Outrage

About Citizenfour
In November 2014 I traveled to South Carolina to work on a villa rehab project over 4 days. It was cold and I alone and bored out of my mind so I looked at the list of movies playing. At a small independent movie theater that I’d never been to before I read about Citizenfour and it sucked me in. Almost any movie or story about Government corruption, after what I’ve learned, makes me an easy mark.

When I got to the movies there were a total of 4 of us there and when the movie started I’ve got to tell you I was mesmerized. The story about the deception and the total usurpation of our fourth amendment rights blew me away and as I heard more I got concerned.

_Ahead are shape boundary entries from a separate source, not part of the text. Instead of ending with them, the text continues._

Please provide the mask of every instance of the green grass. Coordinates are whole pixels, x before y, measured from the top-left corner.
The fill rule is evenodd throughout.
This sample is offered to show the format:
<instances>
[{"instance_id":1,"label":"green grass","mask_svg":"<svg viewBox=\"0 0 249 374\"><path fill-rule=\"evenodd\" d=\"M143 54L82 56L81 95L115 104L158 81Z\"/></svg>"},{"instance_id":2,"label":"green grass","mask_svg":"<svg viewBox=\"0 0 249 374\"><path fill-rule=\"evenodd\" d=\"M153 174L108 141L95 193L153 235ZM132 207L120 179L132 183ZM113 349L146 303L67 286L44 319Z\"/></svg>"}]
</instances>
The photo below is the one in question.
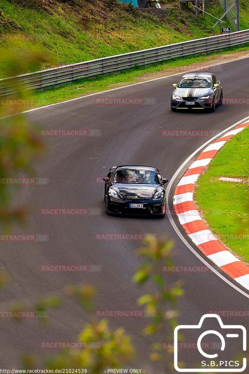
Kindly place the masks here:
<instances>
[{"instance_id":1,"label":"green grass","mask_svg":"<svg viewBox=\"0 0 249 374\"><path fill-rule=\"evenodd\" d=\"M247 181L238 184L218 180L220 177ZM197 180L195 196L205 218L225 244L249 263L249 128L221 148ZM247 236L240 240L236 236ZM239 239L238 239L239 238Z\"/></svg>"},{"instance_id":2,"label":"green grass","mask_svg":"<svg viewBox=\"0 0 249 374\"><path fill-rule=\"evenodd\" d=\"M0 4L0 33L31 36L33 40L25 41L25 47L41 50L44 58L37 70L56 65L57 49L59 61L69 64L210 35L207 29L193 24L191 7L181 12L171 8L165 18L159 20L151 13L117 0L51 0L49 6L46 2L43 0L42 7L35 0L1 0ZM218 0L208 2L206 10L216 16L222 13ZM248 19L247 10L245 5L242 28L248 23L244 21ZM192 18L186 20L186 16ZM209 30L214 23L207 15L204 19L200 15L198 21ZM214 32L219 33L219 25ZM23 44L0 38L0 47L14 52L20 59L24 55ZM19 73L30 68L24 64ZM9 76L11 72L7 64L0 61L0 77Z\"/></svg>"},{"instance_id":3,"label":"green grass","mask_svg":"<svg viewBox=\"0 0 249 374\"><path fill-rule=\"evenodd\" d=\"M231 53L233 52L248 50L248 46L246 45L243 46L234 47L222 51L219 50L205 56L200 55L175 58L149 66L138 67L127 69L118 74L106 74L93 78L79 79L58 87L48 88L43 91L29 93L29 97L33 101L34 105L32 106L23 107L22 109L26 110L115 88L120 86L121 83L123 85L131 84L137 81L139 77L146 73L156 73L178 67L185 67L185 70L186 70L187 67L191 64L208 65L208 60L212 56ZM184 70L183 69L183 71Z\"/></svg>"}]
</instances>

Loss of liberty can be fleeting and before my very eyes I was shocked to learn that much of it had already been lost. Do we, as citizens, have any privacy rights left at all? For three more days after the movie while I was alone and I felt isolated because I hadn’t seen the movie with anyone and couldn’t discuss it. Was I overreacting? Was the Government’s overreach as bad as the movie reported?

When I got back home I put out feelers to all of my friends to see if they had heard about the movie or seen it during the one week run at the Esquire (in Cincinnati). No one had.

Since seeing the movie last year, and after watching it again, my concerns if anything are heightened. If two Generals can stare Congress in the face and lie to them and not be held accountable for their lies and deceit anything is possible. When I look at the Orwellian ability of the Government to tie together our metadata it causes me great concern as I look to the future.

When EmpowerU shows Citizenfour next week I’ll be curious to find out what you all think. Is Edward Snowden a Patriot or a Traitor (we’ll take a vote)? Who is right in this argument—Chris Christie who favors National Security or Rand Paul who sticks with Privacy and the Bill of Rights (4th Amendment)?

The one defining fact for me is wondering what people would have done 20-30 years ago, before email, if we found out the Feds were opening our snail mail, putting certain of us on a watch lists and tying our personal data to possibly be used against us. Such an action would have created, I believe, an outrage of national proportions beyond anything we have ever known. Where is that outrage now?